Une dispersion rapide dans l’environnement intérieur 

Ces allergènes sont extrêmement volatils : ils s’accrochent facilement aux textiles (rideaux, vêtements, moquettes, canapés), se diffusent dans toute la maison et peuvent rester en suspension dans l’air pendant plusieurs heures, voire plusieurs jours. 

Il est donc tout à fait possible de développer des symptômes allergiques même sans contact direct avec l’animal, notamment dans des lieux où il n’est pas physiquement présent, mais où il a séjourné.

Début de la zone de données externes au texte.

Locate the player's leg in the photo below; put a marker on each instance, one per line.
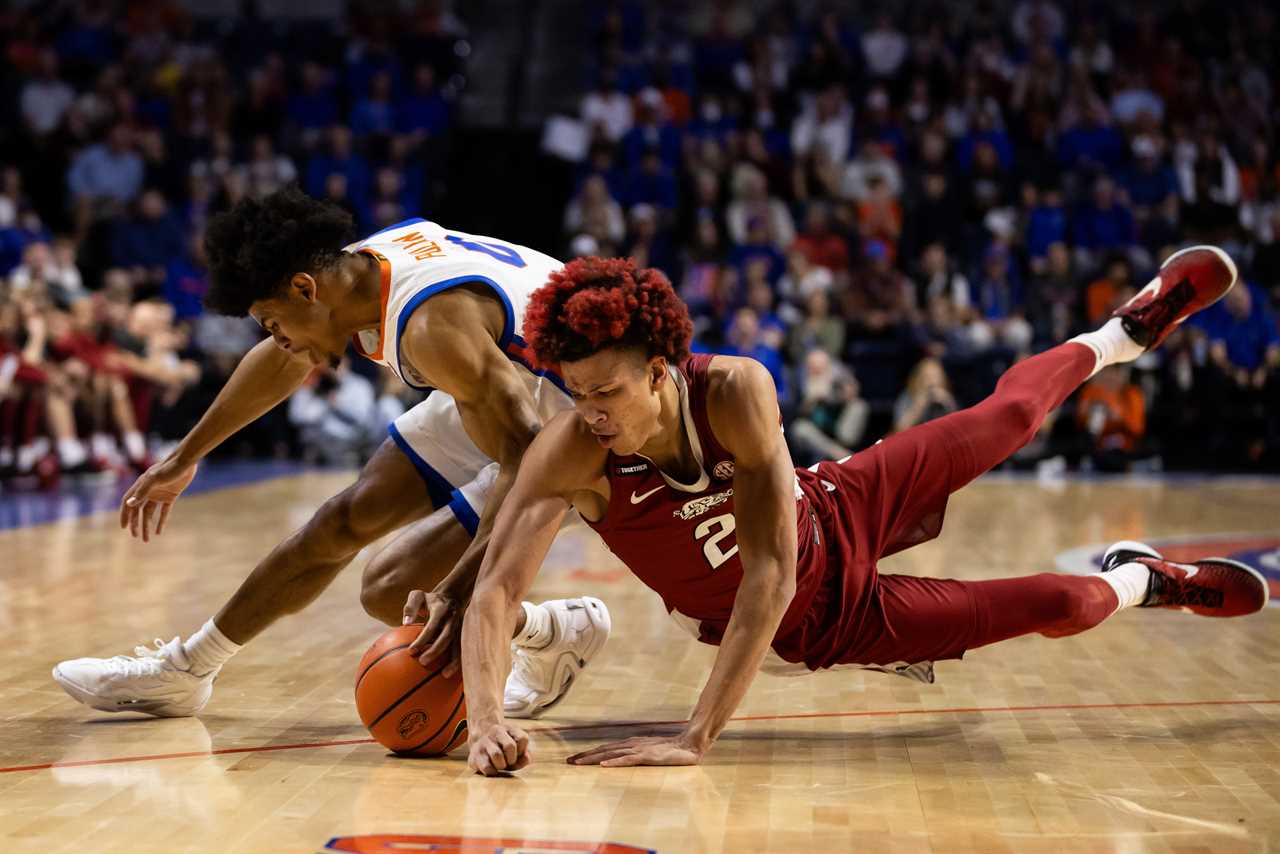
(938, 619)
(388, 494)
(419, 557)
(896, 492)
(177, 677)
(553, 642)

Des réactions allergiques variées

L’exposition à ces allergènes peut provoquer diverses manifestations : rhinite allergique (éternuements, nez qui coule ou bouché), conjonctivite, urticaire, voire des crises d’asthme, surtout chez les personnes sensibilisées. Chez les enfants, une sensibilisation précoce à ces allergènes est associée à un risque accru de développer de l’asthme.

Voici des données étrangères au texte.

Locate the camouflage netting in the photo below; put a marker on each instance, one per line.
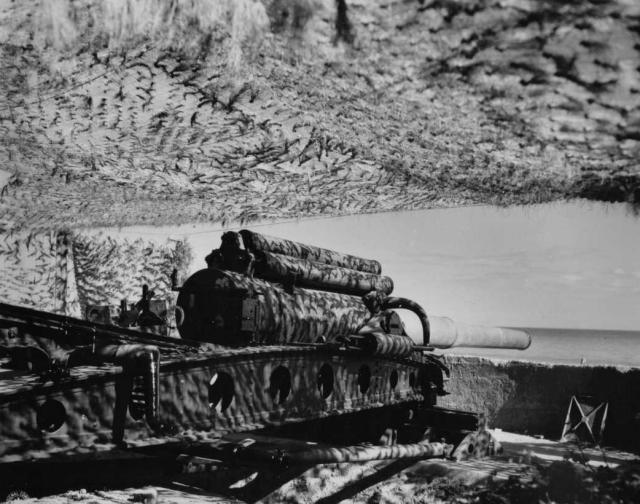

La sensibilisation peut survenir même après une exposition modérée, et il est fréquent que les symptômes persistent dans le temps en raison de la forte persistance de ces allergènes dans les environnements clos.

Et les autres allergènes dans l’air intérieur ?

Outre les allergènes d’origine animale, d’autres particules peuvent provoquer des réactions allergiques, notamment les pollens, les moisissures et les acariens.

Les pollens

Les pollens, essentiels à la reproduction des plantes, sont transportés par les insectes ou, plus souvent pour les allergies, par le vent. Certains pollens, lorsqu’ils sont inhalés, peuvent déclencher une réaction allergique appelée pollinose. Chaque plante a un potentiel allergisant propre, de faible à fort, et les symptômes varient selon la sensibilité de chacun.

Même à l’intérieur, les pollens peuvent pénétrer par les fenêtres ouvertes, se fixer sur les vêtements, les cheveux ou les animaux, et s’accumuler sur les textiles. Un calendrier pollinique permet d’identifier les périodes à risque selon les espèces.

Pour limiter leur impact :

  • aérez tôt le matin ou tard le soir pendant la saison pollinique,
  • nettoyez les surfaces,
  • changez de vêtements ou lavez-vous après une exposition prolongée à l’extérieur lors des pics polliniques,
  • passez l’aspirateur avec filtre HEPA,
  • entretenez régulièrement les filtres de ventilation.

Suivez l’intensité des pollens près de chez vous

Consultez l’indice pollen d’Atmo France, un outil gratuit et quotidien qui évalue la concentration de six taxons allergisants (aulne, bouleau, olivier, armoise, graminées, ambroisie) à l’échelle communale. Ce nouvel indice, lancé le 2 avril 2025, remplace le réseau national de surveillance aérobiologique (RNSA) et sa carte des pollens. Il utilise l’intelligence artificielle pour anticiper les pics polliniques et aider les personnes allergiques à adapter leur comportement.